Jihadi advance and Western retreat and disillusionment are almost as evident in Africa as in Afghanistan. French and other European troops have failed after a decade of effort to crush African jihadis. France has 5,100 troops spanning five former colonies — Mali, Mauritania, Burkina Faso, Niger and Chad. French President Emmanuel Macron, weary with unending war, has pledged to bring home his troops and ask other Europeans and Africans to fill the gap.

His problem was the worst in Mali, where local jihadis were joined by Libyan jihadis expelled after Gaddafi’s fall there. The jihadis took over Timbuktu and destroyed many of its fabled monuments as unIslamic. The French moved in to check the jihadis and initially made good progress. But recently the Mali government itself was ousted in coups, the French left in disgust, and the jihadis smile at this display of their moral superiority and commitment. Supposedly a new international task force, Takuba, will now ensure peace. Fat chance.

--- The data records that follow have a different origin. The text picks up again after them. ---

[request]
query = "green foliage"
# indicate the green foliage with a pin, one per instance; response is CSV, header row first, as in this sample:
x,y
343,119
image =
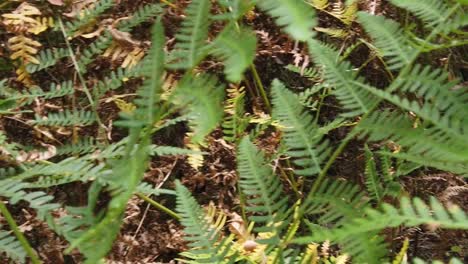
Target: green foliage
x,y
189,49
202,97
262,188
303,141
296,17
66,118
236,47
389,38
338,74
204,243
11,247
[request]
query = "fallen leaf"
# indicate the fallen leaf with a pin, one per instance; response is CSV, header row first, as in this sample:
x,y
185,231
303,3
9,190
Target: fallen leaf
x,y
56,2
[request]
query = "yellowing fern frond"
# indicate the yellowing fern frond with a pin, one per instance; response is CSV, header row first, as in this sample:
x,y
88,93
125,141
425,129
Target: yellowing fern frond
x,y
24,48
346,14
333,32
124,106
319,4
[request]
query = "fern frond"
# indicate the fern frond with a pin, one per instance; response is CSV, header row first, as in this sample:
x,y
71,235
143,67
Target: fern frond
x,y
297,17
204,240
263,187
66,118
430,143
320,4
373,183
38,200
301,136
355,100
202,99
10,246
336,202
432,12
410,213
24,48
82,146
389,38
449,125
237,49
189,49
234,122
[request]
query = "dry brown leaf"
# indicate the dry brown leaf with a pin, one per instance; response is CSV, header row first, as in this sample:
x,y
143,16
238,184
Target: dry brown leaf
x,y
56,2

Jihadis are strongest in Nigeria where Boko Haram virtually rules enormous areas with a population of millions. A tiny group of Islamists defeated US troops even in Somalia in 1993 (shown in the film Black Hawk Down).

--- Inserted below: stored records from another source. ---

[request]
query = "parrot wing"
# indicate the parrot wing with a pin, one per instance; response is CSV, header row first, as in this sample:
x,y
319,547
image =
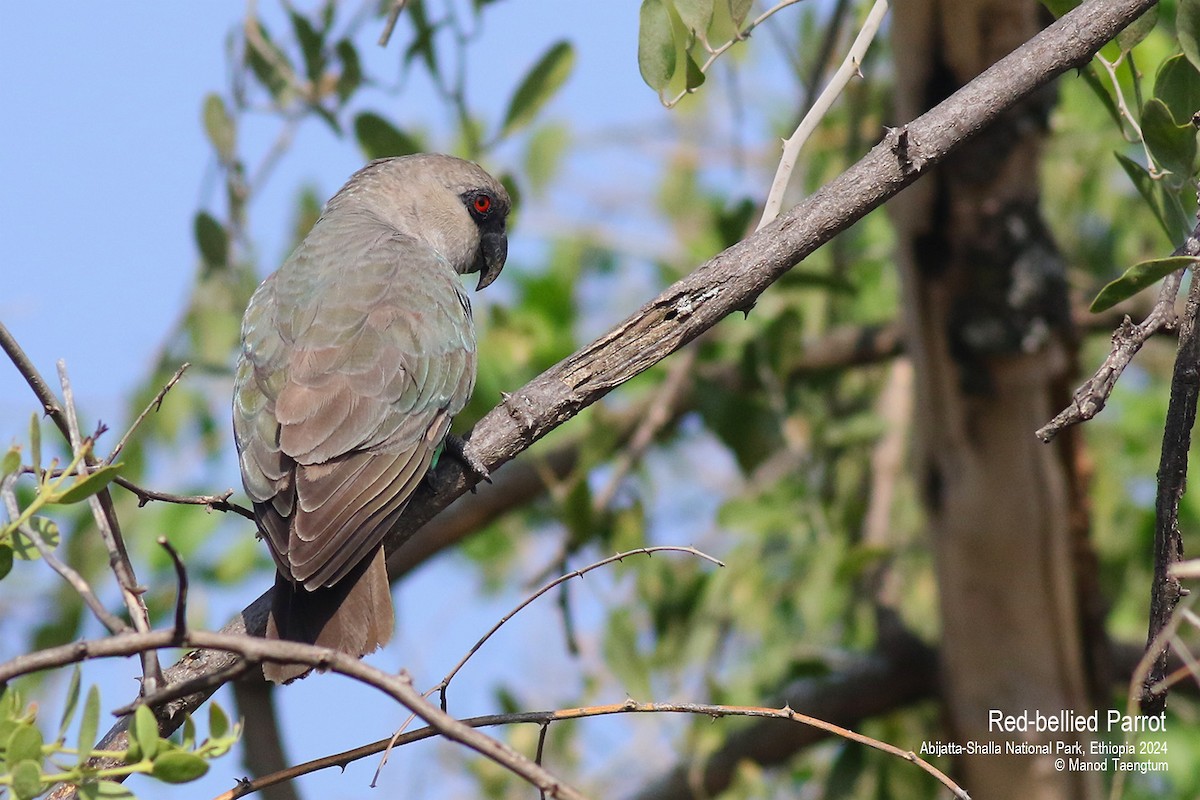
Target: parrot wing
x,y
353,366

The Taliban say they will attempt a peaceful transition to power and not allow launching pads for international terrorism. Yet they have long harboured terrorists from neighbours — Uzbekistan, Kyrgyzstan, Tajikistan, Turkmenistan and Pakistan. China is paranoid about Islamic militancy in Xinjiang province and has virtually incarcerated a million Muslim Uighurs there in “educational” and “vocational” camps. China is happy to deal with the Taliban (just as the US was in the 1990s) provided they do not assist those exporting jihad. This is optimistic drivel. The religious forces that help jihad rise globally cannot be curbed by normal diplomatic channels even if the Taliban formally agree to the idea.

The Taliban may deem it expedient to check jihadi adventures in the US, or even in China for the time being, but that will be opportunism, no more. Since the Taliban itself is part of the rising tide of pan-Islamism, no one can take its formal claims at face value. It will surely promote religious fundamentalism in neighbours, including Pakistan and India.

Few Indians read Islamic literature across the world, but this invariably paints India as one of the greatest oppressors of Muslims, above all in Kashmir. The Taliban victory will strengthen that global Islamist wave seeking justice for Indian Muslims being harassed by Hindu nationalists. This greatly raises risks that Hindu communalism and Islamist fundamentalism will clash and reinforce one another, wrecking social harmony. 

Most global debates focus on the coming rivalry between China and the democratic world, led by the US. But the elephant in the room is the gradual, relentless rise of Islamism. Even Indonesia, once totally secular, is becoming communal. In Bangladesh, Muslim fanatics have murdered rationalists and atheists (like me). A quasi-Jihadi enclave has come up in the Idlib region of Syria. Islamic State has been checked but by no means eliminated.

Mozambique is unfamiliar to most Indians. It has the biggest natural gas fields outside the Gulf. Many Indian companies (including ONGC and BPCL) have joined international consortia headed by Total of France to create an enormous LNG (liquefied natural gas) industry that can contribute over 40% of Mozambique’s GDP. Alas, little known Islamist groups have occupied the Palma area near the gasfields, killing 2,600 and causing another 700,000 to flee. This is as bad as in Afghanistan yet little reported since major world powers are are not involved. Total and its French staff have fled. Nobody knows if or when conditions will become secure enough for operations to resume. War weariness has affected all western powers.

Many Indian liberals are reluctant to denounce the rise of global jihad, fearing (rightly) that will strengthen the communal hate messages of the BJP. Some hope for a new, tame Taliban. That is delusion. Global Islamism and Hindu nationalism will almost certainly clash and promote communalism on both sides. The short-term outcome may favour the BJP but will be grim for society and the economy.